Sanjay Shah, the hedge fund founder accused of masterminding a Cum-Ex trading scheme that took £1.4 billion ($1.7 billion) from the Danish government, claimed he thought the transactions were "completely legal."

"I am — or at least, I was — a hardworking and highly successful entrepreneur," Shah said in London court documents filed by his lawyers. Shah, who set up Solo Capital Partners, believed that the Cum-Ex trading scheme was a "structure legitimately traded by international banks" and that "no external party considered otherwise." 

Along with dozens of traders and businesses, Shah is being sued by Danish tax agency Skat in a bid to claw back the billions it was defrauded of through the controversial tax trading strategy that's roiled the European finance industry for years.

Sanjay Shah in 2020
Sanjay Shah in 2020
Christopher Pike/Bloomberg

While the U.K. civil case continues, Shah is in detention in Denmark in a criminal trial and faces years in jail if he's found guilty. Shah, who was arrested in Dubai in 2022 and extradited to Denmark last year, has consistently maintained his innocence. 

Cum-Ex was a tax-driven trading strategy in which a global network of bankers, lawyers and agents exploited loopholes on dividend payout laws across Europe to reap duplicate tax refunds. According to Skat, Shah introduced many of his friends, family and associates to the trading strategy to get them involved — including short sellers, stock lenders and brokers. 

Nigel Jones, Shah's lawyer, argued Skat was wrong to suggest that Shah "and a few close associates all got together to cook up the scheme." 

"What is wrong with coming up with an extremely clever scheme and concealing it from your competitors?" Jones said in court documents. These were "natural business responses and developments for a highly motivated, skillful, financial services entrepreneur" like Sanjay Shah.

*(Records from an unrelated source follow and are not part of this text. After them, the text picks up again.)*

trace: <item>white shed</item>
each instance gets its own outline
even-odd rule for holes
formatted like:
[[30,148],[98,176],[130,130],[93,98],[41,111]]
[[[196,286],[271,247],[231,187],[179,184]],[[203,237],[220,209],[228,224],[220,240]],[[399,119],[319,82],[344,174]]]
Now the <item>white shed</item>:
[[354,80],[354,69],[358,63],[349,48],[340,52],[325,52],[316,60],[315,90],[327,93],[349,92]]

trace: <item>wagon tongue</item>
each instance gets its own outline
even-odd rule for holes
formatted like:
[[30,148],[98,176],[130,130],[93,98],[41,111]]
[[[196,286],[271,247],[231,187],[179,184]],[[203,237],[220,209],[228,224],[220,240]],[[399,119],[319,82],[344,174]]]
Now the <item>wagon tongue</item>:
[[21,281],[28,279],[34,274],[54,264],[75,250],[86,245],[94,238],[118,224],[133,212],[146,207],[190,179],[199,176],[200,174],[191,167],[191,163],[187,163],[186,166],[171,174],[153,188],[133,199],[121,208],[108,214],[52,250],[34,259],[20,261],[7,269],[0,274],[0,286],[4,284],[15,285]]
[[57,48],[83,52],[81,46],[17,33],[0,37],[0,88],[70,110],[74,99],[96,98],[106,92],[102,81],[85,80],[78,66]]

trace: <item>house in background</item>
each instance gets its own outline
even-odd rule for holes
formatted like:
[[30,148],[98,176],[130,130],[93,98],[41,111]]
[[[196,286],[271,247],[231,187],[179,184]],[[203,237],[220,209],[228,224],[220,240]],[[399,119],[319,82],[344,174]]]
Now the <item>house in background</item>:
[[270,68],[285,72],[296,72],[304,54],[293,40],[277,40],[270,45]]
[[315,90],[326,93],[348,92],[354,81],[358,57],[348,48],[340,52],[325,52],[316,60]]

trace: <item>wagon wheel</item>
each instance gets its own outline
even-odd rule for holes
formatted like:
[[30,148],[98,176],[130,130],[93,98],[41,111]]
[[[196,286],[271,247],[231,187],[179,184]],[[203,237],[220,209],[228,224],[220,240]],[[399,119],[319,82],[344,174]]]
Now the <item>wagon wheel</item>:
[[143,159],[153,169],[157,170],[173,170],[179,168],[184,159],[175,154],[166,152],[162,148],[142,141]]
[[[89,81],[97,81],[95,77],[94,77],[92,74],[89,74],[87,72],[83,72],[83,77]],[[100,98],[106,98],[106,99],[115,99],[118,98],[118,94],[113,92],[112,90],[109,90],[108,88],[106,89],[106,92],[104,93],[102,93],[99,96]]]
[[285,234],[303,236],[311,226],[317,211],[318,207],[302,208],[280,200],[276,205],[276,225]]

Similarly, lawyers for Shah's former employees at Solo argued in court filings that they were "intelligent, thoughtful financial professionals with substantial experience in major investment banks and previously unblemished professional reputations" who "at no time" intended to "mislead Skat."

The London trial, which is scheduled to run for over 12 months, will see testimony from several traders, including Shah, as well as tax experts. Lawyers for Skat have argued that the entire process was a fraudulent misrepresentation. 

"The whole purpose of the arrangement was to enable these purported trades without anyone having to pay any money at all," Laurence Rabinowitz, Skat's lawyer, said at the start of the case. "The reality is that steps taken by all participants were prearranged and in fact closely correlated to someone within the Solo group."